Sadiq Khan on the future of small businesses in London

November 2019

  “You work hard; you get a helping hand; you can achieve anything – that’s the London Promise,” said Sadiq Khan speaking to the Federation of Small Businesses gathered yesterday at our Folgate Street location. The Mayor of London was discussing the Capital’s unique benefits for entrepreneurs, whilst also acknowledging the challenges they face and describing how his office strives to help them be part of London’s continued success.   Sadiq Khan joked with our audience that his own humble beginnings, growing up in Tooting as the son of a bus driver, was a tale they might have heard before.
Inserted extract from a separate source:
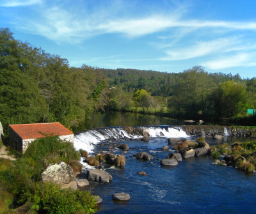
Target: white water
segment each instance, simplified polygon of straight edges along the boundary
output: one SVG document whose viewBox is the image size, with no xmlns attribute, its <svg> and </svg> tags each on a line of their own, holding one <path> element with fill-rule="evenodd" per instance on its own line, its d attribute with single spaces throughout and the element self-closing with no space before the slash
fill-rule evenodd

But in re-telling his own story, he illustrated how the London Promise had a very personal meaning to him. The assistance and support he’d received at home, at university and when setting up his own legal start-up, was something that clearly resonated with the small business owners, including our Residents, and he saluted their courage in starting their own companies.  

  The Mayor was also joined by his Deputy Mayor for Business, Rajesh Agrawal, who arrived in London from India in 2001 with £200 in his pocket and whose fintech company now has a turnover of $4bn, employing 120 people in its London office. The majority of Londoners work for small businesses, many of whom are at the cutting edge of technology and innovation. Sadiq Khan emphasised how he wanted to foster those companies. “It isn’t politicians who create the prosperity; it’s you. But we can create an environment where you can thrive,” he said.   Standing in our Spitalfields Conservatory, Sadiq Khan talked about the importance for new businesses of issues such as finding workspace, attracting talent and of continuous professional development. “This is a great piece of shared workspace,” he commented, going on to describe London as a unique ecosystem – a centre of finance, tech and life sciences – with more AI start-ups than Paris and Berlin combined and more foreign students at world-class universities than any other city in the world.   Against the backdrop of Brexit, the Mayor re-emphasised that the city remained open to both people and ideas. He’d come from a meeting with the mayor of Istanbul and regularly meets with counterparts from around the world to learn how they tackle the challenge of running a major metropolis. “Steal ideas well rather than invent them badly,” was one piece of advice he shared with our audience. The Mayor also reflected that London faced global competition, and that attracting and retaining skilled workers was essential for the Capital’s future prosperity.   “I want London to be the Tech Capital of the World,” said Sadiq Khan, but he highlighted that the city’s success, like the London Underground, had not been built overnight, and that its future, such as infrastructure projects like Crossrail, required long-term thinking. “Most projects take ten or twenty years. Most politicians are no longer in office by then,” he said – although he fully expects to still be in office when Crossrail is completed after next year’s mayoral elections. “It takes leaders with foresight and bravery to make these visions a reality.” Something we would strongly agree with.